= Cleon of Gordiucome =

1st-century BC brigand-king in Asia Minor

Cleon of Gordiucome (Κλέων), or Cleon the Mysian, was a 1st-century BC brigand-king in Asia Minor.

Cleon made a reputation for himself with robbery and marauding warfare in and around Olympus, long occupying the fortress called by ancient geographers Callydium (Strabo) or Calydnium (Eustathius). He at first courted the favour of Mark Antony, and was awarded a good deal of land in exchange. In 40 BC Cleon's forces harried an invading body of Parthians led by Quintus Labienus.

Around the time of the Battle of Actium in 31 BC, Cleon switched sides to that of Octavian. In exchange for services rendered in the wars against Mark Antony, Octavian appointed Cleon the priest of the goddess Bellona in the temple-state of Comana and sovereign, therefore, of the surrounding country. Cleon added what he had been given by Octavian to what he had received from Mark Antony and styled himself a dynast. Under Octavian he also founded the city of Juliopolis out of the town of his birth, Gordiucome. Strabo mentions that Cleon was a priest of Jupiter Abrettenus and ruler of Morene, a region of Mysia noticed by no other writer.

Cleon's rule was unsuccessful and exceedingly brief; he died only one month after his appointment.
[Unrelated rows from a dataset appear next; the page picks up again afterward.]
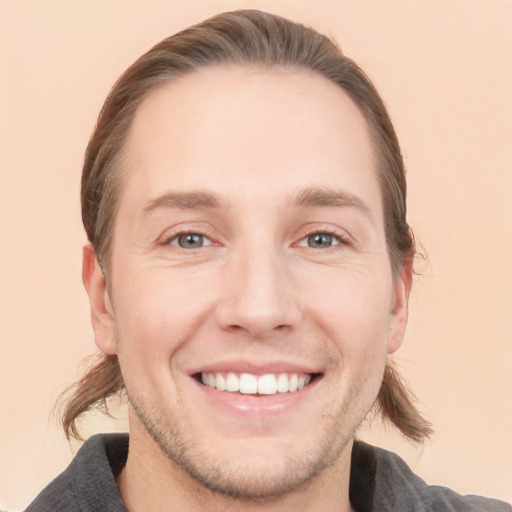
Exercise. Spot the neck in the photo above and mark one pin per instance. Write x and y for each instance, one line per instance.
(150, 481)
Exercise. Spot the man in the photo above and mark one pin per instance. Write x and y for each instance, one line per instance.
(248, 268)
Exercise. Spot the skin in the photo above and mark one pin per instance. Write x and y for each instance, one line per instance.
(257, 162)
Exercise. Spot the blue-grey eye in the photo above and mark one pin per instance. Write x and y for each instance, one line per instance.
(190, 241)
(320, 240)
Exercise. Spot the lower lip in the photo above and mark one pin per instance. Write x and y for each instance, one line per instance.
(256, 404)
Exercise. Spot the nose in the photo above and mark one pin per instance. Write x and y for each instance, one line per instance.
(258, 295)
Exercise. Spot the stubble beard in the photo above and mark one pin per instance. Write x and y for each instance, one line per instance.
(237, 477)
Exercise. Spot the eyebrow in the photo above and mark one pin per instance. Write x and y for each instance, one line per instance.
(329, 197)
(309, 197)
(183, 201)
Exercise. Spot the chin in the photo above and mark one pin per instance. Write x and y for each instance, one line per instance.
(258, 469)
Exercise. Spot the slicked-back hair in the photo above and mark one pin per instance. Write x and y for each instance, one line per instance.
(245, 38)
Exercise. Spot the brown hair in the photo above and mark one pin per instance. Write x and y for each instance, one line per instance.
(245, 38)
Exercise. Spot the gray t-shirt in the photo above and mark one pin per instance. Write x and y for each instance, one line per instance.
(380, 481)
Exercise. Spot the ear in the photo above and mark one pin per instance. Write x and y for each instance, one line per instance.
(400, 311)
(102, 313)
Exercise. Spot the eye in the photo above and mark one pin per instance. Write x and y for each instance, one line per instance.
(190, 240)
(321, 241)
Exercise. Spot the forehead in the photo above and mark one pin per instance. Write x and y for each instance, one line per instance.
(257, 130)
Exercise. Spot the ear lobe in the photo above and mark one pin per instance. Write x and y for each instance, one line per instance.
(102, 314)
(400, 311)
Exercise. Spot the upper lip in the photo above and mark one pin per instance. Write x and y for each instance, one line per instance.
(259, 368)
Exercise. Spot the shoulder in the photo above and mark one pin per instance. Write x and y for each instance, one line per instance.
(394, 487)
(88, 483)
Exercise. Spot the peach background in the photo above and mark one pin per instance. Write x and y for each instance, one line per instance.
(443, 68)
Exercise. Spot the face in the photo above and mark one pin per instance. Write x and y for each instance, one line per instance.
(252, 303)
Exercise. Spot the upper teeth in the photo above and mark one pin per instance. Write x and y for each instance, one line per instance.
(248, 383)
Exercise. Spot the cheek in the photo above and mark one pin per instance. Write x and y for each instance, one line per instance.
(156, 312)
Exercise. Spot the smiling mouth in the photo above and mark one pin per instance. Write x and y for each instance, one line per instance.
(250, 384)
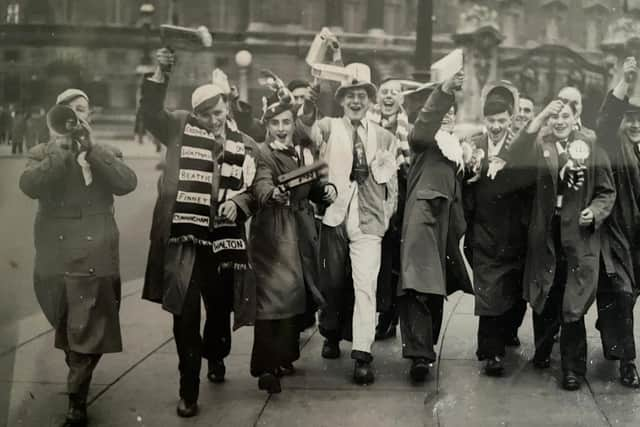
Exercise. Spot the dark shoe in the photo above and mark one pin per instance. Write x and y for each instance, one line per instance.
(285, 371)
(331, 349)
(362, 373)
(187, 410)
(419, 370)
(269, 383)
(77, 413)
(629, 375)
(217, 370)
(494, 367)
(512, 341)
(541, 363)
(570, 381)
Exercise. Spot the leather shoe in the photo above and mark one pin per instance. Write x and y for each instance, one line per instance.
(217, 371)
(285, 371)
(494, 367)
(331, 349)
(419, 370)
(570, 381)
(269, 383)
(77, 413)
(541, 362)
(187, 410)
(362, 373)
(629, 375)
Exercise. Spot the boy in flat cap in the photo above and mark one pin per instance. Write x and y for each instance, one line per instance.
(198, 243)
(496, 235)
(77, 271)
(618, 287)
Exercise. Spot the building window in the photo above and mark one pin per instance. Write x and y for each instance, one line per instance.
(393, 17)
(13, 13)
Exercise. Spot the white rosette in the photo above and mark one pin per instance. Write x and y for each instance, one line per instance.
(383, 167)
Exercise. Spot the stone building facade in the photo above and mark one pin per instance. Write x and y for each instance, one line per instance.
(99, 45)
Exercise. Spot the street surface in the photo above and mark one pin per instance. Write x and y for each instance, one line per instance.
(139, 386)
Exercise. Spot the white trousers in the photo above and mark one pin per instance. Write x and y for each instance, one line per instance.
(365, 252)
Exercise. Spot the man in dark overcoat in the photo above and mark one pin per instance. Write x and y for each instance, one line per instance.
(198, 242)
(619, 135)
(77, 267)
(433, 265)
(574, 194)
(496, 235)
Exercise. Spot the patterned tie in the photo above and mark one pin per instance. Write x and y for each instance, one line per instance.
(359, 167)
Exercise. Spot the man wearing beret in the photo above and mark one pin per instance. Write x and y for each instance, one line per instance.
(77, 271)
(361, 158)
(198, 242)
(618, 133)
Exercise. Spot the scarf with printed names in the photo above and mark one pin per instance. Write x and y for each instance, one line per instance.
(400, 121)
(195, 216)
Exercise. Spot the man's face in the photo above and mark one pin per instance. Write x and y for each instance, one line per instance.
(214, 118)
(299, 95)
(573, 96)
(497, 125)
(630, 126)
(280, 127)
(390, 97)
(449, 121)
(355, 103)
(80, 106)
(562, 124)
(525, 113)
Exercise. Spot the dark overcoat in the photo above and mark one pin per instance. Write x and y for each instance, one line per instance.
(433, 224)
(621, 231)
(284, 241)
(536, 157)
(496, 235)
(77, 271)
(169, 266)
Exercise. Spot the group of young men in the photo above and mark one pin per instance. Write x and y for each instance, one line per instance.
(543, 210)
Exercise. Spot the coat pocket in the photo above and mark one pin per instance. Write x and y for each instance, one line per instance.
(431, 204)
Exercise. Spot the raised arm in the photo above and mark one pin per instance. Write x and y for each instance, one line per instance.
(107, 163)
(46, 166)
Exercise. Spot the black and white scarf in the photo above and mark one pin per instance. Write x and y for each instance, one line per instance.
(195, 216)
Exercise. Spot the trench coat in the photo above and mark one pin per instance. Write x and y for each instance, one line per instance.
(284, 242)
(535, 158)
(169, 266)
(496, 236)
(77, 272)
(433, 223)
(621, 231)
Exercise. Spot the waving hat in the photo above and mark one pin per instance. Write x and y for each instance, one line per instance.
(359, 78)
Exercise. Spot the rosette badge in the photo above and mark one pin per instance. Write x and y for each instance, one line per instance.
(579, 151)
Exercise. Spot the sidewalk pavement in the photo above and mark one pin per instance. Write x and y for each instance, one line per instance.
(139, 386)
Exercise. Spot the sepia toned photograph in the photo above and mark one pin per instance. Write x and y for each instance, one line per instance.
(332, 213)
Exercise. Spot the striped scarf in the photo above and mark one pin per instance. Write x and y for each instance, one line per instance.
(195, 216)
(401, 123)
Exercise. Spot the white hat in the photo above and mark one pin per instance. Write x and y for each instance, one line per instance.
(359, 77)
(69, 95)
(205, 93)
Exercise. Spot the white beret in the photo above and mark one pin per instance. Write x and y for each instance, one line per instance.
(70, 94)
(205, 93)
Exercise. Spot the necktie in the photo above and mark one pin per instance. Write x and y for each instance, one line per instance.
(359, 167)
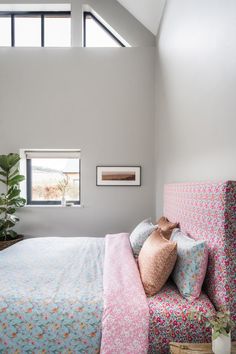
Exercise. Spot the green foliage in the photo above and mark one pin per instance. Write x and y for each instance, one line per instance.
(220, 322)
(10, 200)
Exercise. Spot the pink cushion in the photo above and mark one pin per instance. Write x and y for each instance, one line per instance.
(169, 320)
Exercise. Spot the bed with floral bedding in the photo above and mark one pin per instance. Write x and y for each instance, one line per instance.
(84, 295)
(57, 297)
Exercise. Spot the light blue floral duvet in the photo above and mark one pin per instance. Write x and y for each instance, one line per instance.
(51, 296)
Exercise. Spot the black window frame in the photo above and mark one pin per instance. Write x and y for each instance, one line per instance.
(90, 14)
(42, 14)
(29, 200)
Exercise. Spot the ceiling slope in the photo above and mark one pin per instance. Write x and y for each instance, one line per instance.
(148, 12)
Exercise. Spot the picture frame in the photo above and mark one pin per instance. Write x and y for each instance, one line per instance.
(118, 176)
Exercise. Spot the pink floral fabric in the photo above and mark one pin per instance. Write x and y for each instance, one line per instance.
(125, 315)
(170, 322)
(208, 211)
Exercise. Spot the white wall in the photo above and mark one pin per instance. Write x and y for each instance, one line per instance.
(99, 100)
(111, 12)
(196, 93)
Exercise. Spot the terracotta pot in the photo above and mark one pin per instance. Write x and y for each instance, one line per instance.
(222, 344)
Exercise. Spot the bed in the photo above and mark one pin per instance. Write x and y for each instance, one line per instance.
(84, 295)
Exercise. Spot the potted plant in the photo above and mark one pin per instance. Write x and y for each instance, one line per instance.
(221, 326)
(9, 199)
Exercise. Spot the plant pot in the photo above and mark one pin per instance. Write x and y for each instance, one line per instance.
(222, 344)
(8, 243)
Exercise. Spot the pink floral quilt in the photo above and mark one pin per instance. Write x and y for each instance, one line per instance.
(125, 321)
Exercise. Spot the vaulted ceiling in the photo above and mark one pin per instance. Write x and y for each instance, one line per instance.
(148, 12)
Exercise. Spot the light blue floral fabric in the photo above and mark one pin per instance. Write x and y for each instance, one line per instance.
(51, 296)
(140, 234)
(191, 264)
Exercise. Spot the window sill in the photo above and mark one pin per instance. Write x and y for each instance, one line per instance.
(53, 206)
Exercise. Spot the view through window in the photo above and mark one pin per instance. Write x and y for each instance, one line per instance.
(98, 35)
(53, 180)
(35, 29)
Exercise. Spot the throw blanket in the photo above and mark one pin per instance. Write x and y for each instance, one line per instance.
(52, 298)
(126, 314)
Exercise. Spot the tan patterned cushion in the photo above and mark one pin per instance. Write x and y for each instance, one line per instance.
(166, 226)
(156, 261)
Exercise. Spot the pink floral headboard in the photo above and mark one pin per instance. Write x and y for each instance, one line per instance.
(208, 211)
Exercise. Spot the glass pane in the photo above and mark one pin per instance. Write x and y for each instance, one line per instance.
(5, 31)
(27, 31)
(57, 31)
(97, 36)
(53, 179)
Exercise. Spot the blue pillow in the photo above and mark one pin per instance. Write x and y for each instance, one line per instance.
(191, 264)
(140, 234)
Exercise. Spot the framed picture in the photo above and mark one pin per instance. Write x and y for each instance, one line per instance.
(118, 176)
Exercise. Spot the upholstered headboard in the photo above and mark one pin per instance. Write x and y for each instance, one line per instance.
(208, 211)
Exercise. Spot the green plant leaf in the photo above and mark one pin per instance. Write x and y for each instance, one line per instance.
(4, 163)
(12, 193)
(14, 173)
(15, 180)
(3, 181)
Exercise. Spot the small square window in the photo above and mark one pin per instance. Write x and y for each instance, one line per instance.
(5, 31)
(27, 31)
(57, 31)
(53, 177)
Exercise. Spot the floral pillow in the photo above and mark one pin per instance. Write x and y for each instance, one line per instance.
(191, 264)
(140, 234)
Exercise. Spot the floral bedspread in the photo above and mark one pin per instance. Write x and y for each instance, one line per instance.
(51, 296)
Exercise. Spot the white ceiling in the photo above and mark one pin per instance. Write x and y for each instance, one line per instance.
(148, 12)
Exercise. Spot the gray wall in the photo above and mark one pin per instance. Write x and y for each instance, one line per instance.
(99, 100)
(195, 93)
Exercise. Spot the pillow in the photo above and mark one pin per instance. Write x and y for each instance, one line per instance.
(166, 226)
(156, 261)
(140, 234)
(191, 265)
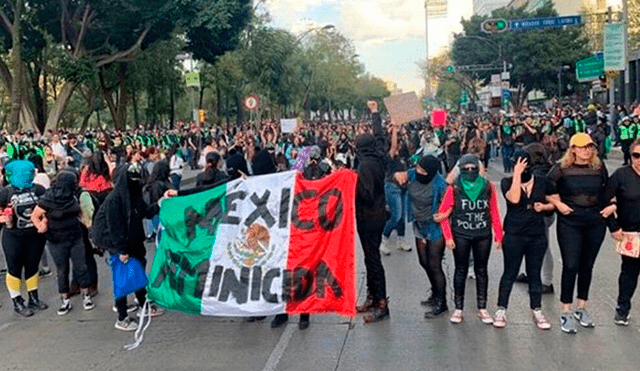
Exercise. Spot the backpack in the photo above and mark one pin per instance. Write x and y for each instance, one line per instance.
(23, 205)
(89, 204)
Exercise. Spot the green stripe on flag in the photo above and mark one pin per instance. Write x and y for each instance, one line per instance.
(181, 262)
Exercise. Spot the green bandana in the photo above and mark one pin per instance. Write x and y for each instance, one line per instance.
(473, 189)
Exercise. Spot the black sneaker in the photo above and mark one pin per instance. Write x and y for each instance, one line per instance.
(522, 278)
(279, 320)
(45, 272)
(304, 321)
(547, 289)
(20, 308)
(621, 319)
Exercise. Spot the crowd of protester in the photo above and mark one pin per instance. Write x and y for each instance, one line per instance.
(60, 185)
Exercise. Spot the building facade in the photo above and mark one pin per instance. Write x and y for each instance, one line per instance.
(485, 7)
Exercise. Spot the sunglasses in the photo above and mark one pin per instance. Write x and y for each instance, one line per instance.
(588, 146)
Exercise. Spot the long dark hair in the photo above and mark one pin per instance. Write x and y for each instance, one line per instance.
(36, 160)
(97, 165)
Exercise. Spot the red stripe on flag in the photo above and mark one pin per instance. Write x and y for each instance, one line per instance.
(321, 260)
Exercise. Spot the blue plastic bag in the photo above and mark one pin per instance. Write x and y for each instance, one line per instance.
(128, 277)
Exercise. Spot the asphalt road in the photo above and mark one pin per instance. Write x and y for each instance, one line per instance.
(176, 341)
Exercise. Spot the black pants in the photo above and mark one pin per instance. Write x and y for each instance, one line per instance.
(514, 248)
(625, 146)
(141, 295)
(430, 254)
(70, 249)
(22, 250)
(481, 247)
(579, 247)
(627, 283)
(92, 267)
(370, 239)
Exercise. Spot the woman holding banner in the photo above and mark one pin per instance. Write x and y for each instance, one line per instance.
(371, 157)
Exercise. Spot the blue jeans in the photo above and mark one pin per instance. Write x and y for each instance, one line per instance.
(396, 199)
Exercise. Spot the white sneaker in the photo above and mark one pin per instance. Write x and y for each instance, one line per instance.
(126, 324)
(130, 308)
(384, 249)
(154, 311)
(402, 245)
(65, 307)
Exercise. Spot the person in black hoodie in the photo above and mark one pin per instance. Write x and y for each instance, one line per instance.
(212, 173)
(371, 156)
(118, 229)
(58, 217)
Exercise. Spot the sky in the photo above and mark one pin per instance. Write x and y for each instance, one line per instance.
(389, 35)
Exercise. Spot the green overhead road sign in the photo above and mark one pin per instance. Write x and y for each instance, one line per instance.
(590, 69)
(464, 98)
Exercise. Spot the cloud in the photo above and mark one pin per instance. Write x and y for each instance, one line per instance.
(378, 21)
(291, 11)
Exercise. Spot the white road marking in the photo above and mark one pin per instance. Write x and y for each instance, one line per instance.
(278, 351)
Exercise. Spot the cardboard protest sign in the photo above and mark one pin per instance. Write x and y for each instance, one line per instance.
(438, 118)
(404, 108)
(288, 125)
(270, 244)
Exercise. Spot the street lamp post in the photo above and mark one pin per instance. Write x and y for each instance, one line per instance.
(563, 68)
(313, 72)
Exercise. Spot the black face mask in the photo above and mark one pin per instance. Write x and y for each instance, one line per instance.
(470, 175)
(424, 179)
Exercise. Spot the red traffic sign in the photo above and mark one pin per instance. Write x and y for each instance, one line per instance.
(252, 102)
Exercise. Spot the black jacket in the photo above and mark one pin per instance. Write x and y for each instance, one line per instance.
(118, 218)
(371, 152)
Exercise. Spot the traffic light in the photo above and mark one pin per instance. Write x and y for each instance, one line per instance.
(494, 25)
(603, 82)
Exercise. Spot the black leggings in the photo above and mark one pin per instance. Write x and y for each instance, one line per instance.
(579, 247)
(92, 267)
(370, 240)
(430, 254)
(627, 283)
(23, 250)
(141, 295)
(514, 248)
(481, 247)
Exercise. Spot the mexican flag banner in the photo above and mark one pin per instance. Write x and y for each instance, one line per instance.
(266, 245)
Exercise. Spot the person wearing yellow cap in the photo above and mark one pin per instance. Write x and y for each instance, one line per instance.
(578, 181)
(627, 133)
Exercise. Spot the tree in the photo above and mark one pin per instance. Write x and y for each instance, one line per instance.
(448, 84)
(107, 35)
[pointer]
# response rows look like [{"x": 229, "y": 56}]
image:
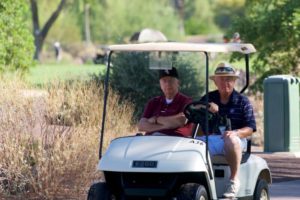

In contemporary accounts, it was written that Cleon died because he ignored a taboo against eating pork in the temple precinct of Bellona.

It is sometimes recorded that Cleon succeeded Lycomedes as ruler of Comana after the very brief reign of Medeius of Comana. Strabo suggests that Medeius and Cleon are different names for the same person, the former being the Greek name, the latter the native one. Cleon was in any case succeeded by Dyteutus.